Respecto al aumento del 5% de los menores enjuiciados por violencia machista que arroja el Observatorio del CGPJ, Camarero ha aseverado que «hay que trabajar más» en medidas y campañas de sensibilización de los jóvenes. Asimismo, ha avanzado que se van a incorporar en los currículos de Secundaria (ESO y Bachillerato), actualmente en fase de desarrollo, contenidos sobre igualdad y contra la violencia de género, como se ha hecho en los de Primaria.

Igualmente, parece que los diferentes ministerios van a promocionar campañas de adoctrinamiento en materia de ideología de género, campañas que como los propios datos oficiales confirman con el aumento del 5 % de menores enjuiciados se muestran completamente inapropiadas. Mostrar a los menores conductas no deseables (como es el ejercicio de la violencia) parece que genere en ellos un sentido de emulación que significa un incremento de las conductas reprobables.

Es necesario educar a los menores en el ejercicio de la virtud, y de los valores ciudadanos elementales, pues desde el ejercicio de la virtud en valores se evitará la realización de conductas no deseadas y se evitará el uso de la violencia como solución a los problemas, pero es una política completamente desacertada mostrar a los menores el problema de la violencia intrafamiliar pues aquellos que no tienen experiencia personal de la misma llegarán a conocer un problema social que ninguna necesidad tenían de conocer.

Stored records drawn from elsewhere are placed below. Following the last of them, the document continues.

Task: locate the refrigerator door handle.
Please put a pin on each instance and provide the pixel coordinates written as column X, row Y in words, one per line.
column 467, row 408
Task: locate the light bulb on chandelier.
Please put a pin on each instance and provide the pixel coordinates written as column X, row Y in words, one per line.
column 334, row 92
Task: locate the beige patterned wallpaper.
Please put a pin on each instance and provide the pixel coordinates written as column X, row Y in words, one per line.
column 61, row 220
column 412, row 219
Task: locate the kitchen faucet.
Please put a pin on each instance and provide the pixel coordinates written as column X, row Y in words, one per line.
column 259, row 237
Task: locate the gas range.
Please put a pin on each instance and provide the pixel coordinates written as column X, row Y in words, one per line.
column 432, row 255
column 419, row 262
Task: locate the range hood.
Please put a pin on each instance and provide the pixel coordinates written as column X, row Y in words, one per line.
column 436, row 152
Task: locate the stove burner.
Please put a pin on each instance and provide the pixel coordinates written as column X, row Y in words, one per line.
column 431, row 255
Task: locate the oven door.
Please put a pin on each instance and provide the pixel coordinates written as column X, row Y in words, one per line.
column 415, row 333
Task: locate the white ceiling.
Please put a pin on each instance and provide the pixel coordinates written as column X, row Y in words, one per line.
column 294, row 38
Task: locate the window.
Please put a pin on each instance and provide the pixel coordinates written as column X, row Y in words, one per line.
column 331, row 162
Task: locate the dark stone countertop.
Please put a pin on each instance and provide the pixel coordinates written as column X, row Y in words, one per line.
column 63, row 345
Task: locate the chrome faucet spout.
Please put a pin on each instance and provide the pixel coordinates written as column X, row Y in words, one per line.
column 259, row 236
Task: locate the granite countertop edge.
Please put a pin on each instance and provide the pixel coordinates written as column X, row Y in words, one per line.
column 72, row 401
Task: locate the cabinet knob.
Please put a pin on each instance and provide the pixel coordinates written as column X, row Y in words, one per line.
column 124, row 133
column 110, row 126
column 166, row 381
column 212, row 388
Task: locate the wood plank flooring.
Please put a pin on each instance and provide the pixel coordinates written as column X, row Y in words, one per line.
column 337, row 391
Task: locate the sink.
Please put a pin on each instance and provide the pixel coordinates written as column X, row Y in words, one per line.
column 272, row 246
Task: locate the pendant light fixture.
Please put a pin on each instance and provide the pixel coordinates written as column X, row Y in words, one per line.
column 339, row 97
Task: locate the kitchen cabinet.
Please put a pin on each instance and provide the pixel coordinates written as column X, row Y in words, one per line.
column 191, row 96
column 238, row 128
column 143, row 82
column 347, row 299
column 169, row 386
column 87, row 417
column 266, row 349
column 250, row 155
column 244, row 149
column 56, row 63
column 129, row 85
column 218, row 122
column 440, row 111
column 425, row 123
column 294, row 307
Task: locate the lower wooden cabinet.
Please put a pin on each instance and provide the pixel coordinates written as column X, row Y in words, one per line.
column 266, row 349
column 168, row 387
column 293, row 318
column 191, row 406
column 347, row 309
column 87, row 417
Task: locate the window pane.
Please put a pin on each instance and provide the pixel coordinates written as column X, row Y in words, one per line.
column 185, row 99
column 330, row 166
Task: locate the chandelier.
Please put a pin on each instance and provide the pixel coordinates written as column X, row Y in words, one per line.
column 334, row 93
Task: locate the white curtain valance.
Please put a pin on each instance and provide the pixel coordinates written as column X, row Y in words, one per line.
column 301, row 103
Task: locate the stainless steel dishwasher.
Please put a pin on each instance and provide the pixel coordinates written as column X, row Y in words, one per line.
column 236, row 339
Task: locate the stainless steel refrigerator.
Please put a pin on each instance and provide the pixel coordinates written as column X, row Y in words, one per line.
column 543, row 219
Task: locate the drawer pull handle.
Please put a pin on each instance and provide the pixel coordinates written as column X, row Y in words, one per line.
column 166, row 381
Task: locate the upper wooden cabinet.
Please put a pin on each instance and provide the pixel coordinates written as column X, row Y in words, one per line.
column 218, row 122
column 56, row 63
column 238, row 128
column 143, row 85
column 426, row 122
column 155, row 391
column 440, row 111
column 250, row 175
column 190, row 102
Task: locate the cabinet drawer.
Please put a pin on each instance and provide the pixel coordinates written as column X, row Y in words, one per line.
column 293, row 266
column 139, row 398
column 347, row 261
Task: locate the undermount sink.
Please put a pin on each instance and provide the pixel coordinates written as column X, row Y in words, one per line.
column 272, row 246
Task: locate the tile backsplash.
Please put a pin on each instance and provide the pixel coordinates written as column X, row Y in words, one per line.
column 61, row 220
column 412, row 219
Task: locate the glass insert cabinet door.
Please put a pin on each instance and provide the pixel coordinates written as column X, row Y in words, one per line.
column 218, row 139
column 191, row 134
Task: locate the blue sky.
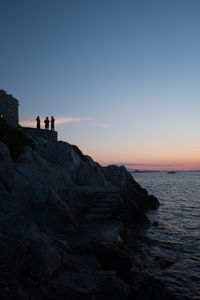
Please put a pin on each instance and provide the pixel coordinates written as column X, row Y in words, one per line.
column 126, row 72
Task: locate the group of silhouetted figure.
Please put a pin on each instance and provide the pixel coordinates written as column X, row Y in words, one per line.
column 46, row 122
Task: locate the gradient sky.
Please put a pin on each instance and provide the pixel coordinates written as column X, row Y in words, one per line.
column 121, row 77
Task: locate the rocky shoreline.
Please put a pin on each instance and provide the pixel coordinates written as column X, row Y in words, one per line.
column 69, row 227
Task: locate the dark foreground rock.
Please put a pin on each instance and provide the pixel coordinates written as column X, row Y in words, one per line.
column 62, row 216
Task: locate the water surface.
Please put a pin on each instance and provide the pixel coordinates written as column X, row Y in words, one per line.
column 175, row 244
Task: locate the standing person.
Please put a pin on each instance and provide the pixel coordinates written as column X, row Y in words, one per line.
column 46, row 122
column 52, row 123
column 38, row 122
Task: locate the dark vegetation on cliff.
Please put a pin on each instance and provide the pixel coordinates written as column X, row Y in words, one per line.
column 67, row 224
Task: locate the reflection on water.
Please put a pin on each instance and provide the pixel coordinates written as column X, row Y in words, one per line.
column 177, row 238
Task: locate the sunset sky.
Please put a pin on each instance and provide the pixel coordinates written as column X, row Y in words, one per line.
column 121, row 77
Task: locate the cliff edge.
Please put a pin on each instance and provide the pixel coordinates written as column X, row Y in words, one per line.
column 63, row 221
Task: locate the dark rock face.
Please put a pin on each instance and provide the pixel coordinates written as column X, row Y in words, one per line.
column 61, row 215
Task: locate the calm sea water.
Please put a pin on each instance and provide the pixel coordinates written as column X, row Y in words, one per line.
column 174, row 245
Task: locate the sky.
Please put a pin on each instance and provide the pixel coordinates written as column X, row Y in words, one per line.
column 121, row 77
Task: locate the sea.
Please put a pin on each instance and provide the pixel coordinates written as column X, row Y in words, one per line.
column 174, row 245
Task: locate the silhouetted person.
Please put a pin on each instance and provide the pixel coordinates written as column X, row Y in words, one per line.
column 38, row 122
column 46, row 122
column 52, row 123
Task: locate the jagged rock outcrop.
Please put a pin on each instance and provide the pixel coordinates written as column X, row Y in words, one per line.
column 60, row 214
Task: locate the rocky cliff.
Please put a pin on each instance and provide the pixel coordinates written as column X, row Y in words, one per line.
column 64, row 221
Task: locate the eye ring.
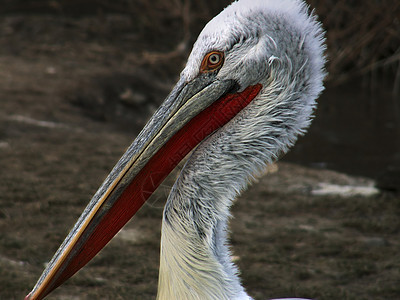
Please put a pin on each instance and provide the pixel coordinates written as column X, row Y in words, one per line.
column 212, row 61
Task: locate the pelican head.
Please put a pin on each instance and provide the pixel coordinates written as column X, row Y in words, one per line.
column 247, row 91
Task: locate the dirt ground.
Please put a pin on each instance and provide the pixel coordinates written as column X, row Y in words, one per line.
column 72, row 100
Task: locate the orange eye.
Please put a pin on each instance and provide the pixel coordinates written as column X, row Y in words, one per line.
column 212, row 61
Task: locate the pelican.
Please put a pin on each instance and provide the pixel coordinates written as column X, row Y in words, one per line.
column 248, row 90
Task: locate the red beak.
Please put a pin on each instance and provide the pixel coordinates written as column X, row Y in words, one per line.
column 189, row 114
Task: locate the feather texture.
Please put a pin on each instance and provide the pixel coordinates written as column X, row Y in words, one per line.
column 279, row 44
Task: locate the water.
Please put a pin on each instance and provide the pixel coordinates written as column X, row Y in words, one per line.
column 356, row 131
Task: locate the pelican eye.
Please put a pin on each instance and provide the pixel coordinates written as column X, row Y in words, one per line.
column 212, row 61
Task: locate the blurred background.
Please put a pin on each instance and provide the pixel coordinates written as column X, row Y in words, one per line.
column 78, row 80
column 357, row 126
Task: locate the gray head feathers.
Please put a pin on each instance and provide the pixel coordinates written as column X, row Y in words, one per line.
column 273, row 42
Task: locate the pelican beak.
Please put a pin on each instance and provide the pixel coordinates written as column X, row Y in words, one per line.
column 191, row 112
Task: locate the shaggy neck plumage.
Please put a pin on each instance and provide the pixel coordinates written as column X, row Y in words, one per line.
column 195, row 261
column 286, row 58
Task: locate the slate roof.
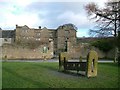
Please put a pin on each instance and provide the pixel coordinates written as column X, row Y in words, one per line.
column 8, row 34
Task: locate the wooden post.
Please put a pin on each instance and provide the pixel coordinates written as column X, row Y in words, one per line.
column 62, row 56
column 92, row 61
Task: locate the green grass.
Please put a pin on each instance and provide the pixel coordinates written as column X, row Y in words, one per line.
column 46, row 75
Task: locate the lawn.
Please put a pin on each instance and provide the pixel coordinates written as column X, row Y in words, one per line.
column 46, row 75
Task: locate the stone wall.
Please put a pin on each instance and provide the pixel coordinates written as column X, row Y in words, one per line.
column 81, row 50
column 19, row 52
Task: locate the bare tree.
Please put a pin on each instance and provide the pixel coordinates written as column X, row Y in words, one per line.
column 107, row 19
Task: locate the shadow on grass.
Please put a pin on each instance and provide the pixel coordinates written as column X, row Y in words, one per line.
column 68, row 72
column 110, row 64
column 36, row 83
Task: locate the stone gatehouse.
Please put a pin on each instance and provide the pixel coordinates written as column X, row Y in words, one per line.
column 48, row 40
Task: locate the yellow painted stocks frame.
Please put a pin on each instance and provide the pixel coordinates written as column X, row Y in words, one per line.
column 91, row 64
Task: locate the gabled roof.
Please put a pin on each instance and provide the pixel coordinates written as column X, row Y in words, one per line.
column 8, row 34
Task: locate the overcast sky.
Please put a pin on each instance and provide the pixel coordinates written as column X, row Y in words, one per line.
column 46, row 13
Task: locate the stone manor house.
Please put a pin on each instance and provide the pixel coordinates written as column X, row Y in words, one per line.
column 38, row 43
column 55, row 40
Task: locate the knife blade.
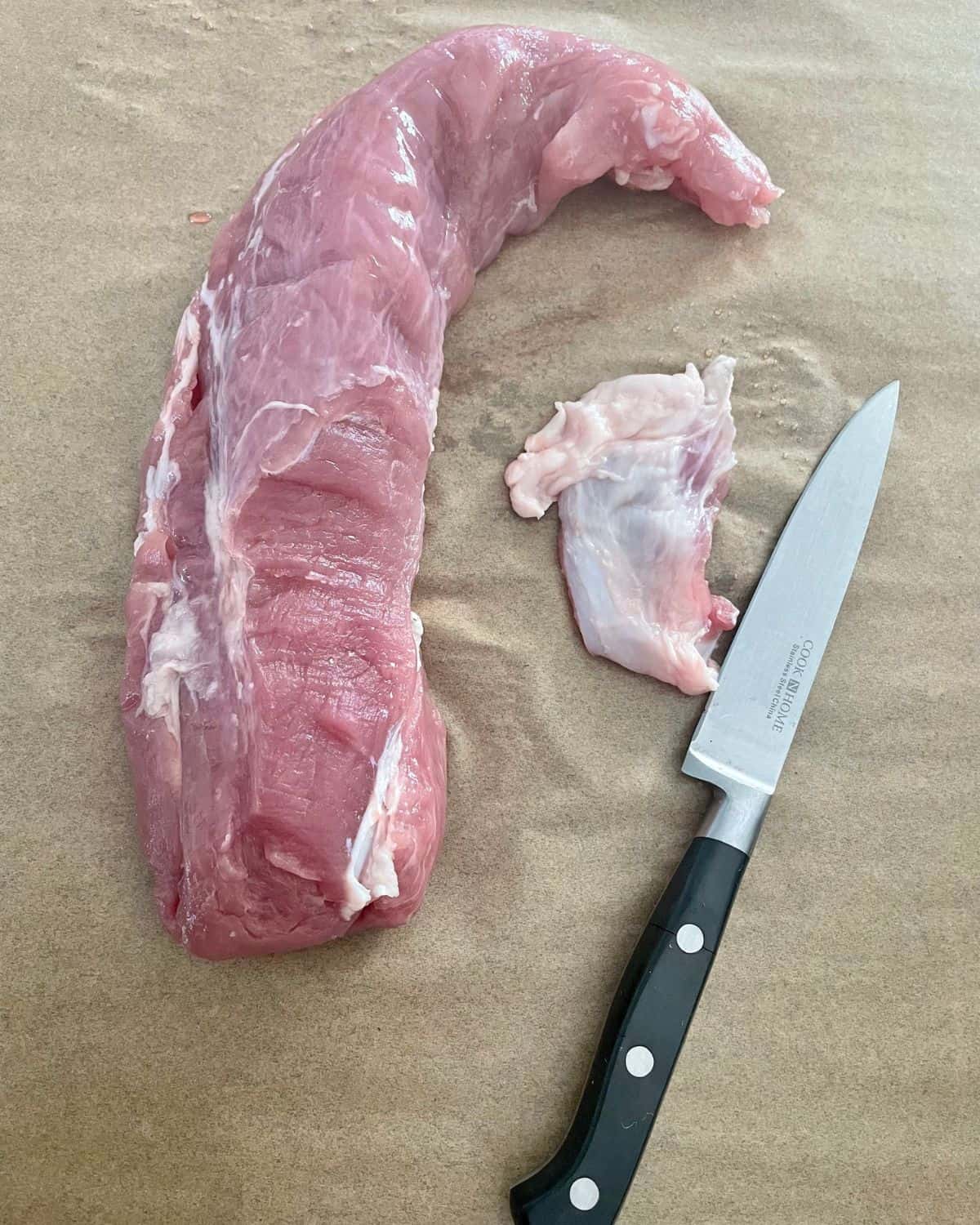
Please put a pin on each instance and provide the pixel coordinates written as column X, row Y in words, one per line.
column 739, row 747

Este mismo adoctrinamiento de los menores ya ha fallado en otros ordenes sociales, pues recordemos que en materia como los hábitos sexuales de los menores, la realidad ha demostrado que cuanto más presupuesto público se destina a campañas para promocionar el “sexo seguro” mayor incremento de embarazos no deseados se da entra la juventud.

Los ideólogos de género parecen empeñados en transmitir su obsesiones a las nuevas generaciones, y parece que nuestra clase política muestra su conformidad en este desacertada política.